Este é um blog que visito regularmente.

É escrito por duas amigas, Elsie e Emma, que partilham posts sobre tudo o que as inspira.

E que se apresentam assim:

We believe in taking time each day to make something pretty.

We believe in lifelong learning.

Most of all, we believe that life doesn’t need to be perfect to be beautiful.

É o meu lema de vida.

É um blog extremamente diversificado, despretensioso e bem-humorado.

Ultimamente ando a explorar as dicas fotográficas.

dicas fotográficas

Sempre gostei de fotografia: de ver e de sentir as fotografias nas mãos.

Mas nunca tive aulas (e precisava mesmo…).

Confio no instinto, na sorte e nas manias da minha máquina. E já a vou conhecendo…

Às vezes fico zangada com ela comigo; outras vezes satisfeita.

Muitas das dicas são mesmo para quem está a iniciar a sua relação amorosa com esta arte;

a algumas já eu tinha chegado por tentativa-erro.

Mas tenho gostado muito de lê-las para comprovar que estou no bom caminho.

E para aprender outras novas!

1ª dica: não usar flash – arruína-me qualquer imagem… tira-lhe o aveludado

(aqui está um termo mesmo técnico: aveludado… humm… )

com ou sem flash

2ª dica: optar sempre pela luz natural.

Procuro sempre uma divisão com grandes janelas e a hora do dia mais bonita: a manhã ou o fim da tarde (no Verão).

Quando se é “aselha”, as fotografias nocturnas ficam tremidas… tantas!

dia ou noite

3ª dica: ter cuidado com o cenário – não convém que cause ruído sobre o que realmente queremos fotografar.

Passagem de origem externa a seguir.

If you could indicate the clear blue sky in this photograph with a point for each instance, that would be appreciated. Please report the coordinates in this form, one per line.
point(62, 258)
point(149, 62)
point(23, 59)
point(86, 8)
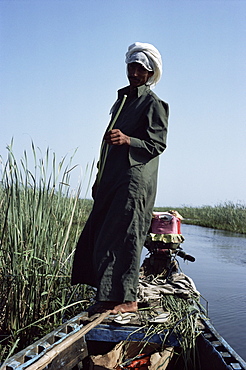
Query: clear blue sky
point(62, 62)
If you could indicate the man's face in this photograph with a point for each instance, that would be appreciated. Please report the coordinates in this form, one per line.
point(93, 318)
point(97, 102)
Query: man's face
point(137, 74)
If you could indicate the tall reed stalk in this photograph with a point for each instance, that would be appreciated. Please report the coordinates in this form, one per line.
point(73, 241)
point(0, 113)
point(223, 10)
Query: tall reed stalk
point(40, 222)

Esta dica ajuda-me a focar; tenho um carácter, por natureza, propenso à dispersão.

cuidado com o cenário

4ª dica: encontrar os nossos pormenores e trazê-los para a fotografia.

Nem sempre arrisco, mas gosto muito da partilha destes momentos de intimidade.

a importância dos pormenores

pormenores

5ª dica: não contar com programas para editar a fotografia – tentar que fique logo como idealizámos.

Este é um dos conselhos que mais tenho ouvido do meu Pai.

O outro é não usar o zoom.

Dicas de quem é da era da fotografia analógica e que se empenhava em cada fotografia que tirava.

Todas estas lições são do blog A Beautiful Mess.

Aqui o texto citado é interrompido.